Sterling dropped to as low as $1.2243 on Monday after falling 1 per cent against the US currency. The pound was also down 1 per cent against the euro at €1.102.
The fall extended a slide that has seen the pound drop from as high as $1.33 in March, hitting British holidaymakers’ spending power as they jet off for summer breaks.
Against the euro, the pound has fallen by more than 7 cents than it did in May.
Connor Campbell, a financial analyst at SpreadEx, said sterling was going through a “worst-case-scenario end to July” which had set up three months of intense Brexit anxiety.
On Monday, Mr Johnson unveiled a special Brexit cabinet committee tasked with handling the UK’s preparations for a no-deal exit from the EU, which is described as being the government’s “number one priority”.
A disorderly exit from the trading bloc is widely expected to cause severe upheavals for businesses and consumers resulting in damage to the UK economy.
Michael Gove, the minister in charge of preparing for a no-deal exit, said on Sunday that the government is now “working on the assumption” that Britain will leave without a deal.
Mr Gove added in an article for The Sunday Times that the “entire machinery of government will work flat-out” to prepare for the scenario, as he claimed “planning for a no deal is now this government’s No 1 priority”.

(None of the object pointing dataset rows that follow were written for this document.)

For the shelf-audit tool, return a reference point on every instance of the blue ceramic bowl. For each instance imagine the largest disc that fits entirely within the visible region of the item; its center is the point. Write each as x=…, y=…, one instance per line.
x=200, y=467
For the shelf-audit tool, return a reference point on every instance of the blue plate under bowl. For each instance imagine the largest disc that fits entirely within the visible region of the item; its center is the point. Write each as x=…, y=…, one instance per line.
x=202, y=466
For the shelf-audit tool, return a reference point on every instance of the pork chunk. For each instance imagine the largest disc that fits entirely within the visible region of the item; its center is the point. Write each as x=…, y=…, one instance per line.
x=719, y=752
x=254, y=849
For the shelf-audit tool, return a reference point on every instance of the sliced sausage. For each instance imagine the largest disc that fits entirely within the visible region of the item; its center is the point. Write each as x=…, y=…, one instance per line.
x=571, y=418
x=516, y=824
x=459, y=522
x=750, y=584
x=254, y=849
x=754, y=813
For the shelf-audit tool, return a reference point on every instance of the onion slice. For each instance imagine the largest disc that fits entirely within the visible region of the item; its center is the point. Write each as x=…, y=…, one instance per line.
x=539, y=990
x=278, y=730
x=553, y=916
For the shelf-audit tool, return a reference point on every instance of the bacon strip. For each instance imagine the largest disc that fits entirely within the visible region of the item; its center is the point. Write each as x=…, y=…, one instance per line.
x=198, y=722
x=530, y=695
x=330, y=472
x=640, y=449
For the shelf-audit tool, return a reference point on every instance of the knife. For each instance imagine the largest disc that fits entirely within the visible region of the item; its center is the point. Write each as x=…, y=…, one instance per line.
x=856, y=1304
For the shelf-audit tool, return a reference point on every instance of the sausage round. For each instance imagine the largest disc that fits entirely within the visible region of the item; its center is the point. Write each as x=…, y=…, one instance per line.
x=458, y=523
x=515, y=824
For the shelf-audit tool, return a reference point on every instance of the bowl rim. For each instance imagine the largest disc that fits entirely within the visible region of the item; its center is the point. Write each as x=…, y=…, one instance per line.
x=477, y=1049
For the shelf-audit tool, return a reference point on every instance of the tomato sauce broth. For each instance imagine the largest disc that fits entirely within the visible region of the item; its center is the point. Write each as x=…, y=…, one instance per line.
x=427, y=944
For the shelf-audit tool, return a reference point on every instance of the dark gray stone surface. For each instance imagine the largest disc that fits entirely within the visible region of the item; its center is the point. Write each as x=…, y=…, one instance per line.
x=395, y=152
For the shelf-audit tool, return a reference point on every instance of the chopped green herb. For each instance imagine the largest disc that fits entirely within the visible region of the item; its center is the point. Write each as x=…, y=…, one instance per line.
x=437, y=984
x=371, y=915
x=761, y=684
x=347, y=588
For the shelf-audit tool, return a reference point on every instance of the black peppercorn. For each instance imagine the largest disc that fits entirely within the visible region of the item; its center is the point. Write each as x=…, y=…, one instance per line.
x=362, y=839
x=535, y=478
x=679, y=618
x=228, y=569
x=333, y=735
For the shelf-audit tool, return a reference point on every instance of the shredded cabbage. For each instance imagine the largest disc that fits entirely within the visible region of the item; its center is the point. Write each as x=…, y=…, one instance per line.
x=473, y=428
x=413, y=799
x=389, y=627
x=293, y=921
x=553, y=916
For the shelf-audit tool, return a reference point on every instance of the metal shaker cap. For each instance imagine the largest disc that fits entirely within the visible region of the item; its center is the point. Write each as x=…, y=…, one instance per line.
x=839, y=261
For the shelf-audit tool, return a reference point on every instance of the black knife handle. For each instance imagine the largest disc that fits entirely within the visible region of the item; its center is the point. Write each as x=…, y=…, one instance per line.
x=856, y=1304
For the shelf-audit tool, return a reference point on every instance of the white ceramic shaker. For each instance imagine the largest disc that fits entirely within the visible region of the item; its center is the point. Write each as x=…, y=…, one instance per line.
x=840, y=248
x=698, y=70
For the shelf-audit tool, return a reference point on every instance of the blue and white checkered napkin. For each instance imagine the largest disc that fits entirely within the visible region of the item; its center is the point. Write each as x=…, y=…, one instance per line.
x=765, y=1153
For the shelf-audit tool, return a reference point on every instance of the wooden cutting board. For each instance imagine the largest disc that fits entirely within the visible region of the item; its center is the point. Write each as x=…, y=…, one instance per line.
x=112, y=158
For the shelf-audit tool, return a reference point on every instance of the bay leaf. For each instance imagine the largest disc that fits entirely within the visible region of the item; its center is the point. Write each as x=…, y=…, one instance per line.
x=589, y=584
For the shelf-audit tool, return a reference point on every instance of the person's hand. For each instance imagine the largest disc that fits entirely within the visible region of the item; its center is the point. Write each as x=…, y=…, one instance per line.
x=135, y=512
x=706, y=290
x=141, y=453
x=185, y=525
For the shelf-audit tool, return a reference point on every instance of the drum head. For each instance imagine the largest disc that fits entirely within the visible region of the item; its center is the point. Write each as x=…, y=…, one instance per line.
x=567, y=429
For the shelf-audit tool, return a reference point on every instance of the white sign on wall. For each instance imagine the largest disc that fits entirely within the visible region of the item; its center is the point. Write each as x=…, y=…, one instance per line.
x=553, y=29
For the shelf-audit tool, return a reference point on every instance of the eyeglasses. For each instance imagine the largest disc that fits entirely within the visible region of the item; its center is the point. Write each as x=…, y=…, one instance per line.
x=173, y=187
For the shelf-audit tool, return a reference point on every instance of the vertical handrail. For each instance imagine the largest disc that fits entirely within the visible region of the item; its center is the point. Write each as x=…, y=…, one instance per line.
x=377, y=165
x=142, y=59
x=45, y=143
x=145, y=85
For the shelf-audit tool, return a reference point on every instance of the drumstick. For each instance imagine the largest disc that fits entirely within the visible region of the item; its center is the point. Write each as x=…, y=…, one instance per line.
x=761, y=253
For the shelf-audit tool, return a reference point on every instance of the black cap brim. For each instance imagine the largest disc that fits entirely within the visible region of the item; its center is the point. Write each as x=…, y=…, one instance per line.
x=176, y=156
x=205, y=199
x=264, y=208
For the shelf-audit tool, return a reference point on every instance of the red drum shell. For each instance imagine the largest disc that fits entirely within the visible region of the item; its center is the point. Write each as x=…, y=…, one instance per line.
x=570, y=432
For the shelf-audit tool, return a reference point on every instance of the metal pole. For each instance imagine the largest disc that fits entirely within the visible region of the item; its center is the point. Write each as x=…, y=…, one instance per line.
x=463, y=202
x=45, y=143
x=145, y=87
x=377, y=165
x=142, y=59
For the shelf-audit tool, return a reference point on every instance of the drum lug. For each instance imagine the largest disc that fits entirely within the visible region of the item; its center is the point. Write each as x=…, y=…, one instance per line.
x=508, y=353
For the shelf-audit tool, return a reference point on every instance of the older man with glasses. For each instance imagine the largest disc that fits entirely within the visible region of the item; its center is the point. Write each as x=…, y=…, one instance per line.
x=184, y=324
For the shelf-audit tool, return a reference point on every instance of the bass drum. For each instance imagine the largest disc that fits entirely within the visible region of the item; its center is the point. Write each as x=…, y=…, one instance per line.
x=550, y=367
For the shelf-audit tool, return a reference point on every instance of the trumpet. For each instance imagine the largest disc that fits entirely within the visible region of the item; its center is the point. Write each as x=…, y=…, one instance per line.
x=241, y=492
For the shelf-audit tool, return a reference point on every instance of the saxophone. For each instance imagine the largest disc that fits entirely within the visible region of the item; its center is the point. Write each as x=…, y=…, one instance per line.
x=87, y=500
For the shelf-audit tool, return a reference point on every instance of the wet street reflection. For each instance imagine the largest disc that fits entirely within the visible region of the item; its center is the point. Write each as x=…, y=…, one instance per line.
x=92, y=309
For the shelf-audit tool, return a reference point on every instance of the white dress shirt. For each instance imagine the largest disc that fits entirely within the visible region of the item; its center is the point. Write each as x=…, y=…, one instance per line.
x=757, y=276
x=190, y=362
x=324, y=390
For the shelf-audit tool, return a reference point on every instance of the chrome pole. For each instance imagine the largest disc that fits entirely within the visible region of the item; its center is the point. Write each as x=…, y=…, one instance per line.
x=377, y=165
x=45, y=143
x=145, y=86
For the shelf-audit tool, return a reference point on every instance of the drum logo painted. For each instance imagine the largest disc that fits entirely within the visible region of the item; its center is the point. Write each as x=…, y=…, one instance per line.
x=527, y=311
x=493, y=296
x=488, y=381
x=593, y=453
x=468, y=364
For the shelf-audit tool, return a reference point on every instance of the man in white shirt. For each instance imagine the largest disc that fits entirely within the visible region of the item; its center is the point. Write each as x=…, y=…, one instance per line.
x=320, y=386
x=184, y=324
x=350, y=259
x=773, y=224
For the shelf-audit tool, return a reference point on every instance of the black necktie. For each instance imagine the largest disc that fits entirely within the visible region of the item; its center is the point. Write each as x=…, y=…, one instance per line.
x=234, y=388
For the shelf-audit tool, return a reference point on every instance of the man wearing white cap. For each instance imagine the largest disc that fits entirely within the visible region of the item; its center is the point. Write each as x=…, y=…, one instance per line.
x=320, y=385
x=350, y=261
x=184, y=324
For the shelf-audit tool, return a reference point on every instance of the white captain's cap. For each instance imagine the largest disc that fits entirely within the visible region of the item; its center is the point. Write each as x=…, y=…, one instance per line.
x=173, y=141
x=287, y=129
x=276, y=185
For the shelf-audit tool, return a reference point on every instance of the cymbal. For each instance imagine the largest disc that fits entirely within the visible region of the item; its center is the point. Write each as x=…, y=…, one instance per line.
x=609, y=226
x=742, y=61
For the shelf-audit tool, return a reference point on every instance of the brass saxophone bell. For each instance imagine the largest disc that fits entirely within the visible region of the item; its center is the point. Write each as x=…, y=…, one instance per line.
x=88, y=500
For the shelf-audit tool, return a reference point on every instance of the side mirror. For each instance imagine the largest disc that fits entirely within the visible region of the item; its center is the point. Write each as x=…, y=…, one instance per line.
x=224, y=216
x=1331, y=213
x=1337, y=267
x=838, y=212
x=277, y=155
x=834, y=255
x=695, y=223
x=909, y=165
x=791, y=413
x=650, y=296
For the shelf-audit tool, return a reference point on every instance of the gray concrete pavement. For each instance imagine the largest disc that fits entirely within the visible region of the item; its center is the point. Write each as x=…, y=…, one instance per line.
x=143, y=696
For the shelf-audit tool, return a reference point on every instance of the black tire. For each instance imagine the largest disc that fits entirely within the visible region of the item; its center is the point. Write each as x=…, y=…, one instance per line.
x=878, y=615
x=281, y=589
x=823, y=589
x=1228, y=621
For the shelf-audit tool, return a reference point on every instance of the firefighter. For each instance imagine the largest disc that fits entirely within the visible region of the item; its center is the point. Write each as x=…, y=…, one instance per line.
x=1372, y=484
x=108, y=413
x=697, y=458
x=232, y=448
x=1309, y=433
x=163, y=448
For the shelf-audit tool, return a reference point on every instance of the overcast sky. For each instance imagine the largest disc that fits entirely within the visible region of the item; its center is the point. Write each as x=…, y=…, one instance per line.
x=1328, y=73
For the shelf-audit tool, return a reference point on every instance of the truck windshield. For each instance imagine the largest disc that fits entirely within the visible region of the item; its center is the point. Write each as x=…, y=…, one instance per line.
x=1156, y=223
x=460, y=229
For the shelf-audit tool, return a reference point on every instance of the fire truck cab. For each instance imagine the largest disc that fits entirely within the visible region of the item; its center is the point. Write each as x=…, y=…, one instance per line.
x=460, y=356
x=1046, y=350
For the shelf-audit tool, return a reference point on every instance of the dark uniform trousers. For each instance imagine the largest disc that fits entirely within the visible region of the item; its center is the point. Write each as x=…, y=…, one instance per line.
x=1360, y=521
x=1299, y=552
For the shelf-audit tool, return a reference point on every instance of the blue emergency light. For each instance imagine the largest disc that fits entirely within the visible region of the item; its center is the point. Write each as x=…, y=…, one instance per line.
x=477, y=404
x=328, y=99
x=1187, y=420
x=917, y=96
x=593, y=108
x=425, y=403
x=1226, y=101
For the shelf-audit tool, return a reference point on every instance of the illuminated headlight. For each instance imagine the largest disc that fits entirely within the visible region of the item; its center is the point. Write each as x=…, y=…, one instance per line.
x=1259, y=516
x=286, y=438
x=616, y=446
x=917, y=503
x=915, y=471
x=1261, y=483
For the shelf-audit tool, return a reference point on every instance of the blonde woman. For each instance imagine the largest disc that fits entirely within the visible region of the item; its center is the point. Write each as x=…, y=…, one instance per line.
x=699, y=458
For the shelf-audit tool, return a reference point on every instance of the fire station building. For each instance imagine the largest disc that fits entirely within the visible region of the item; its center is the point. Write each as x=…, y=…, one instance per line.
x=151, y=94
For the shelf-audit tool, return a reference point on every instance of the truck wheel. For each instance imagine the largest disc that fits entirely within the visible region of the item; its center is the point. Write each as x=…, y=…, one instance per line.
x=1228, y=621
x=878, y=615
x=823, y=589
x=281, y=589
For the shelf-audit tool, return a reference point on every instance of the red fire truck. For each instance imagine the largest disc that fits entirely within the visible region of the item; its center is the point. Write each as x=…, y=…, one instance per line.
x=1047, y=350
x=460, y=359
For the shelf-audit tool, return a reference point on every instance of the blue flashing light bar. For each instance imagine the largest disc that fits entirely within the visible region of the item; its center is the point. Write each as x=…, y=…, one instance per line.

He said Mr Johnson’s administration will also launch one of the biggest peacetime public information campaigns to inform the public about a no-deal scenario.
In contrast to the pound the FTSE 100 rose sharply on Monday, buoyed by multinational companies that earn much of their profits in overseas currencies.
The UK’s blue-chip index was up 2 per cent to 7,699.78 by 2.55pm.